You can then use the rdqmstatus -m qmname -a command to view the details of failed resource actions that are associated with a queue manager. Follow this action by using the rdqmclean command to clear these failed resource actions, and so free up any restricted resources. (You must also take action to resolve the problems that caused the failed resource action in the first place.)

The following resources are controlled by Pacemaker in an RDQM HA configuration, and can be the subjects of failed resource actions:
  • Queue manager
  • Floating IP
  • RDQM control
  • Filesystem
  • DR replication (DRBD)
  • HA replication (DRBD)

Each type of resource can be subject to the following types of failure:

Soft
Soft failures are transient, and Pacemaker continues to try to recover the resource until it times out or is otherwise stopped.
Hard
A hard error requires administrative intervention. Hard errors block the resource from running on a particular node.
Fatal
A fatal error requires administrative intervention. Fatal errors block the resource from running on any node.

See Viewing RDQM and HA group status for examples of status including failed resource queue actions.

You can use the rdqmclean command to clear all failed resource actions associated with a specified queue manager, or all failed resource actions in the RDQM HA configuration.

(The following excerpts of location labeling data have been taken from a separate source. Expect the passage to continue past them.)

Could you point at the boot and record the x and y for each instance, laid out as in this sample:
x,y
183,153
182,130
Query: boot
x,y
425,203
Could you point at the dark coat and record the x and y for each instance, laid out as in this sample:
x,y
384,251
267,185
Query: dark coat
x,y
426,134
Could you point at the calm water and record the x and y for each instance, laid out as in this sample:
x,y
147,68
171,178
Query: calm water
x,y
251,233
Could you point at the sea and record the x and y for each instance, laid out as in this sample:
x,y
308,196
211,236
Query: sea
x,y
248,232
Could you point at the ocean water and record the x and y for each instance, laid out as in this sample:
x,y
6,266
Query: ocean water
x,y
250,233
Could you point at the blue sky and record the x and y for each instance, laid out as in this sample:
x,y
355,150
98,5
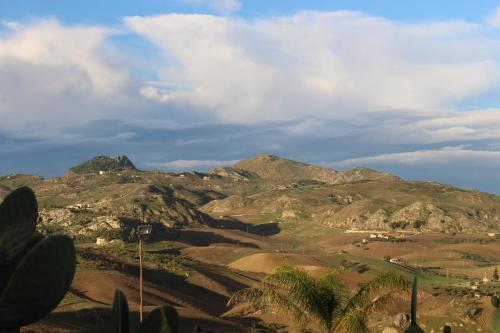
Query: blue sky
x,y
405,87
111,11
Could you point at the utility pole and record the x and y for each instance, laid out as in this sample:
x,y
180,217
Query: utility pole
x,y
143,232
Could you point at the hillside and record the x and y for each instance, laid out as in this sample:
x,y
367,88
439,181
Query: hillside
x,y
270,188
274,168
217,232
105,164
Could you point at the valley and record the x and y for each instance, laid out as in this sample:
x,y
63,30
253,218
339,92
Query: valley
x,y
223,230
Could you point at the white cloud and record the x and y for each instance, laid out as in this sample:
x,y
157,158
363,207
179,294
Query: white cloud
x,y
154,93
58,75
12,25
192,164
221,6
443,156
326,64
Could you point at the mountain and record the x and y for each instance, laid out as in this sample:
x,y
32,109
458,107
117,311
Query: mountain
x,y
274,168
105,164
268,188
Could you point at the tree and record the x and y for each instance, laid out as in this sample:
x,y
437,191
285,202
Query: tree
x,y
322,301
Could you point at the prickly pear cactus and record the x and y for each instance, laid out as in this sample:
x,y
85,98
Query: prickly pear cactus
x,y
120,318
18,218
161,320
495,318
36,272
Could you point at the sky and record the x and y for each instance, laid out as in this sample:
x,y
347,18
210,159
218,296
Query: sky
x,y
406,87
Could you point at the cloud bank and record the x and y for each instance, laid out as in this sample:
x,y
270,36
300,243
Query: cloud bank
x,y
334,88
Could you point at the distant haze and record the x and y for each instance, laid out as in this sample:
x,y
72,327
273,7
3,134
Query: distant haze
x,y
182,85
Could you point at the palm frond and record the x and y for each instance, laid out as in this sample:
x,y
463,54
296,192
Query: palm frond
x,y
317,298
383,284
272,301
354,320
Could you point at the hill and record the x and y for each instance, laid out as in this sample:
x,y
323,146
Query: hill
x,y
262,190
278,169
105,164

Note: Some failed resource actions do not result in the queue manager from being blocked on a node. For example, after an unexpected queue manager end, Pacemaker attempts to restart the queue manager on the node on which is was found to be not running. If the start is successful, the queue manager is not blocked from running on the node. The only way you would become aware of the failed resource action in this case is by running rdqmstatus -m qmname -a.